TB: There are several ways to deepen engagement, but three of our top tips include: consistency, add value, and encourage a two-way dialogue.

  • Consistency – One of the most tried and true strategies for building a community is to continue showing up in a way that’s predictable to your members, and signals ongoing investment on the part of the organizer. You can do this by posting daily or weekly at the same time or date, and sharing across a broad range of topics.
  • Add value – No strong community was ever built on a brand promoting themselves. There’s room for promotional content, but to a far lesser degree than value-based posts. Follow the 3-2-1 model – for every one promotional piece of content, share two engagement opportunities (questions, feedback, poll, betas, requests for content) and three thought leadership pieces.
  • Encourage two-way dialogue – The best reward for starting a conversation is someone responding, and that reward is only deepened when a response turns into a thoughtful back and forth dialogue between members of the group. When your community members feel rewarded, they’ll stick around and keep engaging – and if you start a conversation or join one, the worst thing you can do is leave someone hanging after they respond. Always do your best to keep the conversation going.

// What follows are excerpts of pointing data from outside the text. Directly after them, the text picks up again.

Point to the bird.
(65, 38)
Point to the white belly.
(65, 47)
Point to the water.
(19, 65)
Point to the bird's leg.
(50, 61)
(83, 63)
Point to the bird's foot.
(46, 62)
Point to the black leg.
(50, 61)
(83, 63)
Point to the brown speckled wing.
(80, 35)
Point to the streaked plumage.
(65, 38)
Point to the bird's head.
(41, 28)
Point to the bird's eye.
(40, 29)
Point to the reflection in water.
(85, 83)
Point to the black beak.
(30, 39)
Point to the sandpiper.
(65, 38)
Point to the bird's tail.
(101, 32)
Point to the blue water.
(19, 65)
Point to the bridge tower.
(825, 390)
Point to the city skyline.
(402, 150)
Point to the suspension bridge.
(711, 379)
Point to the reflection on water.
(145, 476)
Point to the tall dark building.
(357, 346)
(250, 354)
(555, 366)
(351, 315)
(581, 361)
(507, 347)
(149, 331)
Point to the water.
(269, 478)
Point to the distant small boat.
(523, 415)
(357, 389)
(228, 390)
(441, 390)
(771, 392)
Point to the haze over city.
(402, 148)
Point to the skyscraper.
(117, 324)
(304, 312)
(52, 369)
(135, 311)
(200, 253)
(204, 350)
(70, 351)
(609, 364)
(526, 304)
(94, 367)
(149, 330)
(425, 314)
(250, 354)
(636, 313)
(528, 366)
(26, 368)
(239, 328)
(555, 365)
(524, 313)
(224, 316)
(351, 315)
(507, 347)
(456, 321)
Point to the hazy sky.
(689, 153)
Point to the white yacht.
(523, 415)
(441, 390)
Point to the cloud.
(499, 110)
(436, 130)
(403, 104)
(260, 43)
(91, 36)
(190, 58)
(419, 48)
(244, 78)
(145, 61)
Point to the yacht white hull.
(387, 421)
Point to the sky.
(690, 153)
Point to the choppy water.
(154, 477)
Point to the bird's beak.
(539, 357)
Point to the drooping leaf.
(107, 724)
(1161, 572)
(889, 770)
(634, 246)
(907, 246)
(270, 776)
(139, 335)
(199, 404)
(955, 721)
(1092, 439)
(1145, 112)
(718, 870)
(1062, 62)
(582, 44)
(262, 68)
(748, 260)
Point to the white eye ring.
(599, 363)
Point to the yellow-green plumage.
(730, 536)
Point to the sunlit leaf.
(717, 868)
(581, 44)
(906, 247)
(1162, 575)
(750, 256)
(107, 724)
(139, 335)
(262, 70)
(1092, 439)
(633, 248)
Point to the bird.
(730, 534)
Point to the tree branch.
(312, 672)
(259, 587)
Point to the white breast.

Q: What are some examples of brands/individuals that are succeeding, in your opinion, at community building on LinkedIn?

TB: Building a sense of community has never been more important, and we saw a 35% increase in public conversations happening on LinkedIn in Q4FY21 vs Q4FY20 with brands engaging with their audiences in various ways, including images and live streams.

From The Female Lead, a small London-based nonprofit, that generated more than 6,800 reactions and over 180 comments when they shared a powerful image depicting women standing together to better the world for all women, to NASA’s live stream of their launch, which led to over 7,000 comments and more than 14,000 reactions.

Q: If you were starting out with a company Page, what would be your top focus elements to begin your brand-building process?

TB: Our ‘Getting started’ formula is simple: complete your Page, invite followers (until you reach 150), and start posting and engaging daily.

This is the recipe for kick-starting the success of your Page, and getting it to grow organically. We have a built-in ‘Completion meter’ for Page admins just starting out to follow and make sure their Page is optimized. From there, you’ll want to start diving into your analytics to understand what’s resonating with your audience, and test different ways of engaging your audience, whether with Stories, Polls, Articles, or Live Events, to name a few.